I have used Stan.jl, then Mamba.jl briefly, and found them nice for a PPL.
Then I ran into a difficult models, for which, among other things, I
- had to use some non-standard transformations (and adjust the log likelihood with the Jacobian determinant accordingly),
- could save a lot of time using sufficient statistics,
- could improve ESS a lot by conditioning the transformations/model structure on the data (think, eg, centered/non-centered parametrizations in a hierarchical model depending on group size, different for each group).

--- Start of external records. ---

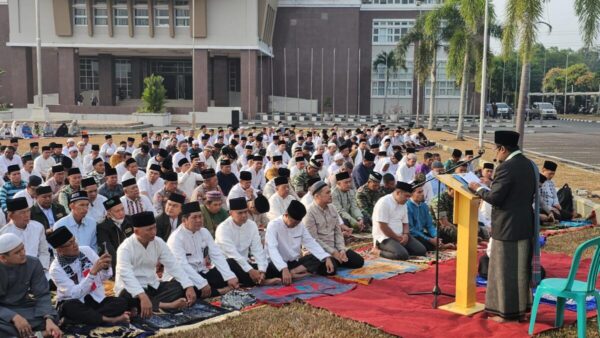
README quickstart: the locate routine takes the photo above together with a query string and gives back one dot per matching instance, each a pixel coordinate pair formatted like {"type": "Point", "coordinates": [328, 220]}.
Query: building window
{"type": "Point", "coordinates": [161, 13]}
{"type": "Point", "coordinates": [79, 13]}
{"type": "Point", "coordinates": [100, 13]}
{"type": "Point", "coordinates": [120, 15]}
{"type": "Point", "coordinates": [140, 11]}
{"type": "Point", "coordinates": [88, 74]}
{"type": "Point", "coordinates": [123, 78]}
{"type": "Point", "coordinates": [234, 75]}
{"type": "Point", "coordinates": [399, 83]}
{"type": "Point", "coordinates": [389, 32]}
{"type": "Point", "coordinates": [182, 13]}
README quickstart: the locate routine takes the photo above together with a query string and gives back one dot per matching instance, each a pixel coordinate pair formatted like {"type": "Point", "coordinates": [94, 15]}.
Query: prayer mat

For 1 and 3, things got so complicated that I preferred to unit test the pieces, which I found difficult in a PPL. Also, benchmarking and profiling the model by small pieces was a lot of help in finding bottlenecks (think of likelihood evaluations that cost 1–2s with a gradient, even when coded manually, this adds up a lot).
This experience made me very skeptical of PPLs. Coding up the model as essentially a loglikelihood calculation is not the major pain for me when doing Bayesian inference, and PPLs make it a bit simpler, at the cost of making a lot of other things complicated.
For me, the quality of the backend doing the inference matters much more for nontrivial (\ge 5000 parameters) models than the surface syntax coding the model, which is essentially a fancy way of writing the likelihood. I spend much more time figuring out why I am getting bad mixing or slow sampling than thinking about likelihoods per se.
The ideal interface I am striving for these days is an API composed of Julia code that facilitates coding models. When I run into problems, this allows me to deal with them the same way as other Julia programs, using the extended set of tools kind people made available (eg ProfileView.jl and Traceur.jl, when I need to go beyond
This is very subjective, but I consider PPLs as a DSL as a way of bringing back the two-language problem. I think that this had a rationale in languages less powerful than Julia, eg Stan is great because R can’t cut it in speed and no one wants to program C++ if they can avoid it. But Julia’s powerful low-cost abstractions motivate the exploration of doing without PPLs for me.